Building trustworthy big data algorithms
Much of our reams of data sit in large databases of unstructured text. Finding insights among emails, text documents, and websites is extremely difficult unless we can search, characterize, and classify their text data in a meaningful way. One of the leading big data algorithms for finding related topics within unstructured text (an area called topic modeling) is latent Dirichlet allocation (LDA). But when Northwestern University professor Luis Amaral set out to test LDA, he found that it was neither as accurate nor reproducible as a leading topic modeling algorithm should be.
Using his network analysis background, Amaral, professor of chemical and biological engineering in Northwestern's McCormick School of Engineering and Applied Science, developed a new topic modeling algorithm that has shown very high accuracy and reproducibility during tests. His results, published with co-author Konrad Kording, associate professor of physical medicine and rehabilitation, physiology, and applied mathematics at Northwestern, were published Jan. 29 in Physical Review X.
Topic modeling algorithms take unstructured text and find a set of topics that can be used to describe each document in the set. They are the workhorses of big data science, used as the foundation for recommendation systems, spam filtering, and digital image processing. The LDA topic modeling algorithm was developed in 2003 and has been widely used for academic research and for commercial applications, like search engines.
When Amaral explored how LDA worked, he found that the algorithm produced different results each time for the same set of data, and it often did so inaccurately. Amaral and his group tested LDA by running it on documents they created that were written in English, French, Spanish, and other languages. By doing this, they were able to prevent text overlap among documents.
"In this simple case, the algorithm should be able to perform at 100 percent accuracy and reproducibility," he said. But when LDA was used, it separated these documents into similar groups with only 90 percent accuracy and 80 percent reproducibility. "While these numbers may appear to be good, they are actually very poor, since they are for an exceedingly easy case," Amaral said.
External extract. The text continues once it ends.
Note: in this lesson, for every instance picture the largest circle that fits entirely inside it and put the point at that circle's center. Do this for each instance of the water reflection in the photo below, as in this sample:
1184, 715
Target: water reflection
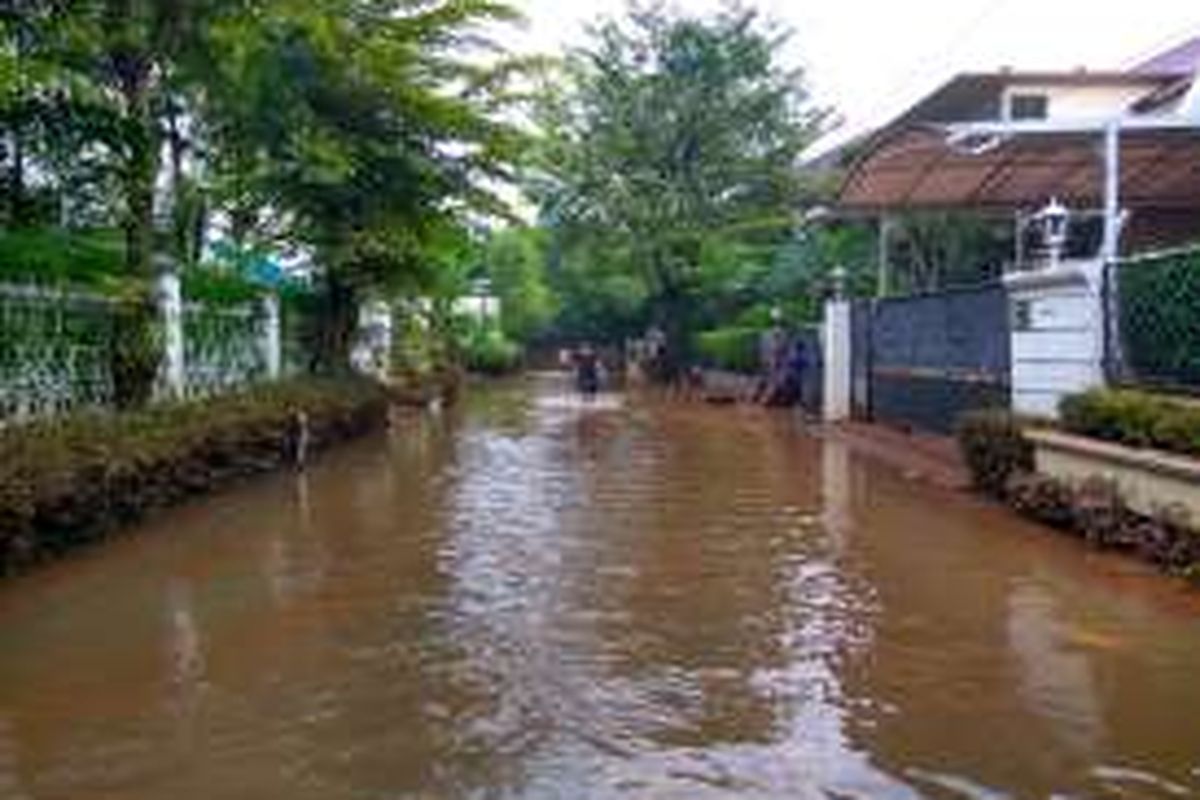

To create a better algorithm, Amaral took a network approach. The result, called TopicMapping, begins by preprocessing data to replace words with their stem (so "star" and "stars" would be considered the same word). It then builds a network of connecting words and identifies a "community" of related words (just as one could look for communities of people in Facebook). The words within a given community define a topic.
The algorithm was able to perfectly separate the documents according to language and was able to reproduce its results. It also had high accuracy and reproducibility when separating 23,000 scientific papers and 1.2 million Wikipedia articles by topic.
These results show the need for more testing of big data algorithms and more research into making them more accurate and reproducible, Amaral said.
"Companies that make products must show that their products work," he said. "They must be certified. There is no such case for algorithms. We have a lot of uninformed consumers of big data algorithms that are using tools that haven't been tested for reproducibility and accuracy."